Ticket prices seem expensive? You should book now anyway
The last spot on the list was taken by a short flight within the state of Hawaii from Honolulu on Oahu to Maui's Kahului even if the difference between $72.39 on the weekend before Thanksgiving compared to the $77.67 over the holiday is not likely to significantly influence someone's decision to travel.
Denver-Las Vegas, Denver-Phoenix and Los Angeles to Chicago's O'Hare Airport are some of the other routes to make the list of flights with the most stark differences between Thanksgiving and non-Thanksgiving travel.
While the above-mentioned Expedia report shows that the cheapest time to book a Thanksgiving flight is 28 to 35 days before departure, those who missed that timeframe and are hoping to find a last-minute deal may not have much luck.

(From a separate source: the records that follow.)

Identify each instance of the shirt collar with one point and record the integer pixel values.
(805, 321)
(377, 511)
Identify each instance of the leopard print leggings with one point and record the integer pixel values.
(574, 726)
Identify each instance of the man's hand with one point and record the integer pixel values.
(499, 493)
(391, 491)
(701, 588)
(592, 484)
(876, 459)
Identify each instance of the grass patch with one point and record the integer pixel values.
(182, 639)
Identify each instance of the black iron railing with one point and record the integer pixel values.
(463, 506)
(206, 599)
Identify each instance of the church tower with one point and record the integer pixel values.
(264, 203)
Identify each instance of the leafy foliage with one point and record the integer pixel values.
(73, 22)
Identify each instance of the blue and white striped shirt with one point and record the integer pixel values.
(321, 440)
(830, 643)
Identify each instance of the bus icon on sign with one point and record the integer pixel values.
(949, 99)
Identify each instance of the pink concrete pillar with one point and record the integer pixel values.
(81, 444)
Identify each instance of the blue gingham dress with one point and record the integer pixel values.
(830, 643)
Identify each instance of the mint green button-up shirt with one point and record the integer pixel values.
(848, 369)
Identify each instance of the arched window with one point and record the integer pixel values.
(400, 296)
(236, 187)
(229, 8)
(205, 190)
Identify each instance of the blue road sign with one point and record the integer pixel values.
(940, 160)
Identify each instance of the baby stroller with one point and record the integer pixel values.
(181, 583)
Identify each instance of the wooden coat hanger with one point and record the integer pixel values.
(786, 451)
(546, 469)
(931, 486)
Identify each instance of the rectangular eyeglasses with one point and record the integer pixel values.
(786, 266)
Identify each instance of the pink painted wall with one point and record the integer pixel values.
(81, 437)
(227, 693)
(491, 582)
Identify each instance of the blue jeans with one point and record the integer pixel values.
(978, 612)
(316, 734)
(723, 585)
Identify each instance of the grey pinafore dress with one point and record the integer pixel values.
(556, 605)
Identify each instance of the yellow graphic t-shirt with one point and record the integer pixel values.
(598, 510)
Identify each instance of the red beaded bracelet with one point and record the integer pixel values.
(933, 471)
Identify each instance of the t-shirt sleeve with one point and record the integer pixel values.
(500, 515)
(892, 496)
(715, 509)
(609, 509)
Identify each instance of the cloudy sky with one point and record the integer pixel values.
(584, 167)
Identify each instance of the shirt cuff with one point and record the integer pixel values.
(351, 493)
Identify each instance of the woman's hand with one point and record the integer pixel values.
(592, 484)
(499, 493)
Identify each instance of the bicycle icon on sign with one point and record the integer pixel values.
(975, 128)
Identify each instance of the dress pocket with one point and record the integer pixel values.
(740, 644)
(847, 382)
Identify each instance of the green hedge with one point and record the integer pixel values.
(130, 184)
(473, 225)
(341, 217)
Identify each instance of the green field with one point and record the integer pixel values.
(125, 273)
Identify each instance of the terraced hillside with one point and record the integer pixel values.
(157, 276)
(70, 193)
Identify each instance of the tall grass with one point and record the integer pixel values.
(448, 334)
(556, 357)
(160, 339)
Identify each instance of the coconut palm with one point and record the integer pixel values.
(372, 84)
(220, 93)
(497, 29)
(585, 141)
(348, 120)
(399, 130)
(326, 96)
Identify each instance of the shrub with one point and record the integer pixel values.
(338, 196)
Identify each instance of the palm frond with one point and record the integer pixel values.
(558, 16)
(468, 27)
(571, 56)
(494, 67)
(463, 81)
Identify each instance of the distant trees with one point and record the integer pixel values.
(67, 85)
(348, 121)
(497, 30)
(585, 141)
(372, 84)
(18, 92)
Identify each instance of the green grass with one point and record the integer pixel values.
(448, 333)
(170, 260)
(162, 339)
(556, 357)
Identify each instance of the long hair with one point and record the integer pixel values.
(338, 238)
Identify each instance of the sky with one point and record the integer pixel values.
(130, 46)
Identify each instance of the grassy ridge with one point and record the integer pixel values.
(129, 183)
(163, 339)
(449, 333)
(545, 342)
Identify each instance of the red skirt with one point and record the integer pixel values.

With travelers increasingly desperate to not miss out on sharing turkey with family, airfare tends to rise dramatically the closer one gets to the day itself — in past years, some travelers reported paying up to 400% more after finding themselves stranded over Thanksgiving.
Many of the conditions that help some score cheap last-minute flights, such as being flexible with the timing and destinations, are also not applicable when one needs to be in a specific place (typically, the family home) for the holiday.